Previously VChain Technology, London-based Zamna is a biometric and advance passenger information validation platform for airlines and governments. It uses blockchain technology for sharing and verification of data between airlines and travel authorities to check passenger identities in a secure manner.
The company is basically trying to securely connect individual data and verifications – something which is currently siloed between airlines and local governments, who cannot interact without exposing the underlying sensitive data sets.
“There is no easy and secure way for airlines and government agencies to share or cross-reference your data – which remains siloed (for valid data protection reasons). They must, therefore, repeat manual one-off data checks each time you travel,” Irra Ariella Khi, co-founder and CEO of Zamna, told TechCrunch.
Zamna is leveraging modern cryptographical approaches and distributed ledger technology to address this challenge. By allowing functional cross-referencing between siloed data sets in a secured manner, it can reduce the need to physically check passenger data in airports, thereby enabling a more seamless travel experience with less delays and queues.
“Our technology provides governments with a secure, trusted and privacy-centric way to identify passengers arriving at their borders, while helping ensure in advance of flying that each passenger has the right status to travel – and will not pose a threat to the countries they are intending to visit,” Zamna said.

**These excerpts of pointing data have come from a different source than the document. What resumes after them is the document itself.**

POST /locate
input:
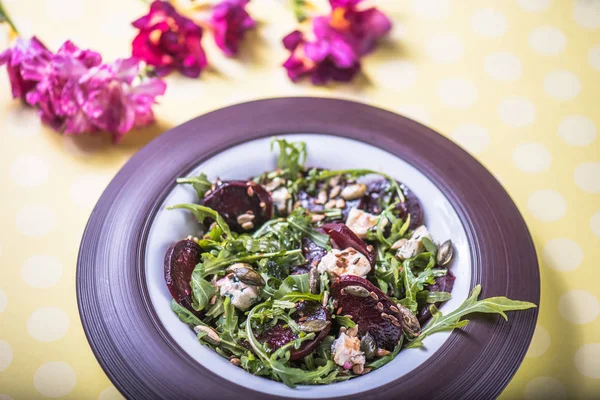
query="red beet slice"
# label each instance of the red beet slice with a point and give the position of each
(366, 312)
(234, 198)
(442, 284)
(279, 335)
(180, 260)
(378, 189)
(343, 237)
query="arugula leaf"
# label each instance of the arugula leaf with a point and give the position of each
(202, 291)
(201, 213)
(185, 315)
(292, 156)
(300, 221)
(200, 183)
(492, 305)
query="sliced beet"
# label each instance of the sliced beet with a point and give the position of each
(342, 237)
(180, 260)
(365, 312)
(234, 198)
(280, 334)
(377, 190)
(442, 284)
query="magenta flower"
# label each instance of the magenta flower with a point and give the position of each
(229, 22)
(24, 51)
(168, 41)
(75, 93)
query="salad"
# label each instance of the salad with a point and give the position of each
(313, 276)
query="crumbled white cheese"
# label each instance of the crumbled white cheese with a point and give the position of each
(345, 262)
(242, 296)
(346, 351)
(414, 245)
(281, 198)
(360, 222)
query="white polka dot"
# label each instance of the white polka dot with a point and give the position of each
(587, 360)
(64, 10)
(35, 220)
(41, 271)
(472, 137)
(562, 254)
(534, 5)
(503, 66)
(86, 190)
(562, 85)
(432, 9)
(544, 388)
(29, 170)
(54, 379)
(445, 48)
(587, 13)
(3, 300)
(396, 75)
(516, 111)
(547, 205)
(457, 93)
(547, 40)
(577, 130)
(48, 324)
(6, 355)
(488, 22)
(110, 393)
(415, 112)
(594, 58)
(532, 157)
(594, 225)
(21, 122)
(587, 176)
(539, 343)
(578, 307)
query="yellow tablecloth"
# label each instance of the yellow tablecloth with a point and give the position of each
(516, 82)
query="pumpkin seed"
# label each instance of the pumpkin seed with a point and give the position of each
(315, 325)
(357, 291)
(246, 274)
(410, 323)
(211, 336)
(445, 253)
(368, 346)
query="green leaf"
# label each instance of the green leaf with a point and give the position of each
(185, 315)
(202, 291)
(492, 305)
(292, 156)
(200, 183)
(300, 221)
(201, 213)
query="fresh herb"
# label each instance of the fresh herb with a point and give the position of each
(200, 183)
(491, 305)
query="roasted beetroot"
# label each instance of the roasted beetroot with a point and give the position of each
(281, 334)
(378, 189)
(342, 237)
(180, 260)
(234, 199)
(369, 308)
(442, 284)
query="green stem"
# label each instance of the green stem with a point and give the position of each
(6, 18)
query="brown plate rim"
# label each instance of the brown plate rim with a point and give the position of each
(141, 358)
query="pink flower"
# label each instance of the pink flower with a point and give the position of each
(168, 41)
(25, 50)
(229, 22)
(75, 93)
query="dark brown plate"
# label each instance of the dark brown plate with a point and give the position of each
(142, 359)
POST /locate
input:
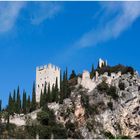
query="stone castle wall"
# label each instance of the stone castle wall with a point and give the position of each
(46, 74)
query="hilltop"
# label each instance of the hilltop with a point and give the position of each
(103, 103)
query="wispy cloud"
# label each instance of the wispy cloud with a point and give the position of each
(37, 12)
(122, 16)
(43, 11)
(9, 12)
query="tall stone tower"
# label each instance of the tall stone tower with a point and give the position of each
(46, 74)
(102, 62)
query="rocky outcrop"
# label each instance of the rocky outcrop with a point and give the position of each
(119, 117)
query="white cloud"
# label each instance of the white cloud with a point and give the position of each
(43, 11)
(124, 15)
(9, 12)
(35, 13)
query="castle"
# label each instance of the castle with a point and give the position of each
(46, 74)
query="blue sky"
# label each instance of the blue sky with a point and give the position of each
(72, 34)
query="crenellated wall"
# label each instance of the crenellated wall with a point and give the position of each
(46, 74)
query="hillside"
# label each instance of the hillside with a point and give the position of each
(104, 106)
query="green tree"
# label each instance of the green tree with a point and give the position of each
(72, 75)
(0, 105)
(33, 97)
(49, 96)
(14, 100)
(18, 101)
(28, 104)
(24, 102)
(61, 89)
(10, 105)
(92, 73)
(41, 99)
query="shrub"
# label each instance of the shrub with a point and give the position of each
(113, 92)
(110, 105)
(109, 135)
(122, 86)
(103, 87)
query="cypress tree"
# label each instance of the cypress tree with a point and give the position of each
(28, 104)
(73, 75)
(24, 102)
(92, 72)
(41, 99)
(56, 90)
(49, 98)
(33, 97)
(18, 101)
(53, 93)
(64, 85)
(0, 105)
(10, 105)
(14, 100)
(61, 90)
(45, 93)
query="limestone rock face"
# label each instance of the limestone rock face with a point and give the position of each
(122, 119)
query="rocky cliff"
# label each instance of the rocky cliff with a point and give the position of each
(108, 111)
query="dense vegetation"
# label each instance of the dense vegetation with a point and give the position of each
(46, 126)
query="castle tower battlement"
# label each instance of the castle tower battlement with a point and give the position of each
(46, 74)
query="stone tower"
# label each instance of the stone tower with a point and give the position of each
(46, 74)
(102, 62)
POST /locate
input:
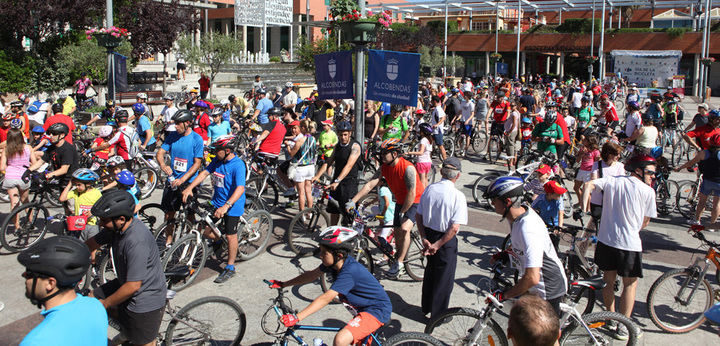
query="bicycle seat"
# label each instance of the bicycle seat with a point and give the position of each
(179, 272)
(595, 283)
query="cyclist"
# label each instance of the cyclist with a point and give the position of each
(53, 267)
(186, 154)
(628, 205)
(405, 184)
(138, 293)
(353, 284)
(532, 252)
(228, 179)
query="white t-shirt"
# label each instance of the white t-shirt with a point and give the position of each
(442, 205)
(626, 203)
(532, 248)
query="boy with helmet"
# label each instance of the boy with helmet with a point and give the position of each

How the platform works is that it attaches an anonymous token to verified data. Various parties – airlines, airports and governments – would then be able to access that secure, immutable and distributed network of validated tokens without the need to see the sensitive data held by an agency, or competing airline. Using Zamna’s technology, any of these parties can then validate passengers’ biographic and biometric data.
The company said that some airlines and immigration authorities have already started deploying its proprietary Advance Passenger Information (API) validation platform for biographic and biometric data.
Zamna is working with Emirates Airline and the UAE’s General Directorate of Residency and Foreigners (GDRFA) for check-in and transit checks. It is also is a strategic partner to the International Air Transport Association (IATA) in the Passenger Facilitation and Aviation Security groups and an active member of IATA’s “One ID” working group.